Piranha · ‎2022-10-30

Of course the second code is broken because like ST and almost everyone you also ignore the rules described in the link you presented. Core API cannot be called from other threads without locking the lwIP core thread! Also I gave two links which show how to do it.

I reported the same type of issues in ST code with many details in this topic:

https://community.st.com/s/question/0D53W00001sGiChSAK/cubemx-lwip-ethernetlinkthread-bug

If necessary, let's continue this discussion there... 🙂

Piranha · ‎2022-10-30

Added a section "Another problem" to the main topic, which was reported here:

https://community.st.com/s/question/0D53W00001pYnd6SAC/problems-after-migrating-stm32f777-to-new-ethernet-driver-in-cubemx-661

MSG_ST · ‎2023-01-10

Hi,

The proposed fix was tested and it negatively impacts the performance of the driver.

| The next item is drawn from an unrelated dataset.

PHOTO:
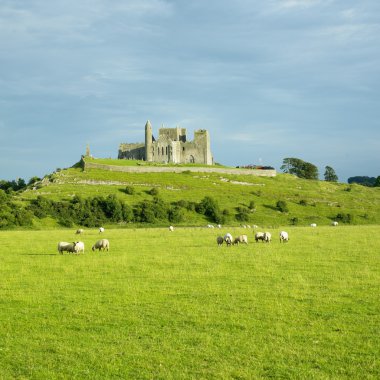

Without the solution proposed :

RxPktSemaphore = osSemaphoreNew(1, 1, NULL);

TxPktSemaphore = osSemaphoreNew(1, 1, NULL);

--> Client : 92.9 Mbits/s

--> Server : 95 Mbits/s

With the solution proposed :

RxPktSemaphore = osSemaphoreNew(1, 0, NULL);

TxPktSemaphore = osSemaphoreNew(1, 0, NULL);

--> Client : 75.7 Mbits/s

--> Server : 94.9 Mbits/s

So du to the fact that the performance is paramount and the problem reported is extremely rare, actually this fix will not be implemented.

But we will save it to be implemented on a global enhancement solution.

Thank you for your cooperation and for sharing the encountered issues.

Regards

Mahdy

jacekowski · ‎2023-01-10

I really hope this is a bad joke.

It is not extremely rare, it is extremely frequent.

PHolt.1 · ‎2023-01-10

Exactly. The perf reduction is absolutely negligible. How many embedded systems are a) needing and b) actually achieving (via a real application and a real tcp/ip stack) 75mbps?

ktrofimo · ‎2023-01-10

Agree. I can sacrifice bandwidth but absolutely can't sacrifice stability.

el_d · ‎2023-05-02

Want to share my way to handle this problem. Recommended solutions here and in other places did not worked for my setup(407zg+dp83848) but finally making ETH semaphores control blocks static and moving those to CCMRAM helped

ktrofimo · ‎2023-05-02

Can you share your changes?